서버에서 받은 요청을 합쳐서, 배치를 만듦 → throughput 향상
stateless models인 경우에만 사용되어야 함
각 모델별로 ModelDynamicBatching property를 사용하여 설정 가능함
- batch preferred size(s), delay maximum time, queue properties(such a queue size), priorities, and time-outs 등 설정 가능
앙상블을 구성하는 모델에서도 dynamic batching 가능. (참고로 앙상블은 모델을 연결하는 역할을 하기에 (실제로 추론을 실행하는 모델과 달리), queueing 되는 시간이 다른 모델에 비해 굉장히 짧음)

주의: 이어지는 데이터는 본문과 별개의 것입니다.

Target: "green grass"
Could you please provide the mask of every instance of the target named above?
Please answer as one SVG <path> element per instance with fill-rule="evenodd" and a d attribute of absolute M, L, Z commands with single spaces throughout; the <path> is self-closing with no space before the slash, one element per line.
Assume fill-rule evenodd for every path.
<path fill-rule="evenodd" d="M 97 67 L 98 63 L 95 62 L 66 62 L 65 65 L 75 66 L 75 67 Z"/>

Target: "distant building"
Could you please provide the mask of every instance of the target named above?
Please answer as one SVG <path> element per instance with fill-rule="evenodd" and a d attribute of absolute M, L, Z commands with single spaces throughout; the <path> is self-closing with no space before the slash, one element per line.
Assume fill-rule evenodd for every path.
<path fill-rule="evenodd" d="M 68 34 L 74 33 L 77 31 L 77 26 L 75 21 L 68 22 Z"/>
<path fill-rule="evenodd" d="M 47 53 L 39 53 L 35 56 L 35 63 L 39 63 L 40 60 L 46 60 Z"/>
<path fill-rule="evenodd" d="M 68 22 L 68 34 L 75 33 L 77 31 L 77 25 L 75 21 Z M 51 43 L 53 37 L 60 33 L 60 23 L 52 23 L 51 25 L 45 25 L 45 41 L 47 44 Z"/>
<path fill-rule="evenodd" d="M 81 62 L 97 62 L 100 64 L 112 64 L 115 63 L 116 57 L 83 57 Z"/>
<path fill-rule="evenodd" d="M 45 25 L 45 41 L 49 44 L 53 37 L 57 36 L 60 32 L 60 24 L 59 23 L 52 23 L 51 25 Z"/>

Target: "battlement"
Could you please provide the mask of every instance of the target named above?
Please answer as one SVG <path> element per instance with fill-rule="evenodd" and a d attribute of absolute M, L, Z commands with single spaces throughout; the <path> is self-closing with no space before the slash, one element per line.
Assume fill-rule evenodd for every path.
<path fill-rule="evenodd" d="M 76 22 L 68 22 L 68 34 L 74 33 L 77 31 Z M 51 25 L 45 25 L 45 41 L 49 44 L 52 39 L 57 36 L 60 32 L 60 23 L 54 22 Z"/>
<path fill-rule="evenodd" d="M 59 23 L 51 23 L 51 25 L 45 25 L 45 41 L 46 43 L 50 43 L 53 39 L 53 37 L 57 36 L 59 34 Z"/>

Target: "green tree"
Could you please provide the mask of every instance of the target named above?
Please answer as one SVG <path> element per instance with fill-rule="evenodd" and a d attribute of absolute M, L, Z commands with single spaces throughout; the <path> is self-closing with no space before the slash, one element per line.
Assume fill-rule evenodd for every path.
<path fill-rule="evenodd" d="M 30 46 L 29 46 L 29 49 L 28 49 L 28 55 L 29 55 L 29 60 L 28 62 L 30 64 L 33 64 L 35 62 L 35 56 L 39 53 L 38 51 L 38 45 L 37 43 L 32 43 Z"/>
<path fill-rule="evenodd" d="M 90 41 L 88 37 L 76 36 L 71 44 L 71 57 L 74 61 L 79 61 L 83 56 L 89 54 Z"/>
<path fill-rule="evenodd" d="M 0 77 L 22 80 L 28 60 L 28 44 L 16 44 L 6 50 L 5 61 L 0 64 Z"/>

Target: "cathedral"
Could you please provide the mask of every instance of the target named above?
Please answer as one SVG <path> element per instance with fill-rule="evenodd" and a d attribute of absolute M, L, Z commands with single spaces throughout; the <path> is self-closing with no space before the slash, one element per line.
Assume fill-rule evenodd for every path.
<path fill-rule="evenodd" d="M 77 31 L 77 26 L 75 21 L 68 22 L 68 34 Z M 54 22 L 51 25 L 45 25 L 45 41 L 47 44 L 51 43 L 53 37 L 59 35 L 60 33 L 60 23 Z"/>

the models composing the ensemble may also have dynamic batching enabled. Since ensemble models are just routing the data between composing models, Triton can take requests into an ensemble model without modifying the ensemble's configuration to exploit the dynamic batching of the composing models. (참고자료)
함께 보면 좋을 자료
- What is Dynamic Batching?

방법

해당 모델의 config.pbtxt에서 정의

예시

dynamic_batching { 
  preferred_batch_size: [ 4 ] 
  max_queue_delay_microseconds: 3000000  # microseconds임을 유의
}

여러개의 모델 인퍼런스를 띄울 수 있는 Concurrent Model Execution

개념

한 모델에 여러 요청이 들어오면, 일반적으로 하나를 처리하고 다음 하나를 처리할 수 있음
하지만 model configuration option called instance-group을 이용하면 같은 모델을 여러 개 띄울 수 있고, 이를 통해 병렬적으로 여러 요청을 처리할 수 있음. 아래 그림처럼, 모델1의 instance가 3개이고 모델1의 요청이 4개가 들어왔다면 동시에 처리할 수 있는 요청은 3개이고, 하나의 요청이 끝나면 4번째 요청도 처리될 수 있음

방법

해당 모델의 config.pbtxt 에서 정의

예시

# 예시1
instance_group [
  {
    count: 2
    kind: KIND_GPU
  }
]

# 예시2  
instance_group [
	{
	  count: 1
	  kind: KIND_GPU
	  gpus: [ 0 ]
	},
	{
	  count: 2
	  kind: KIND_GPU
	  gpus: [ 1, 2 ]
	}
]

모델의 첫 인퍼런스 요청 시간 지연을 막는 Model Warmup

개념

어떤 모델은 첫번째 추론 요청(또는 처음 몇개의 추론요청)을 받을때 초기화를 마저 완료하기도 한다. 이런 경우 첫번째 추론 요청을 처리할때 상당히 응답 시간이 길다.

→ 이런 문제를 해결하기 위해 model이 “warmed up” 할 수 있도록 기능을 지원. 모델을 로드한 후, 자동으로 임의의 요청을 실행하여 모델 초기화가 완전히 완료되도록 한다. 이를 통해 실사용자가 첫 요청을 날리기 전에 모델 초기화를 완전히 끝내도록 하는 것이다.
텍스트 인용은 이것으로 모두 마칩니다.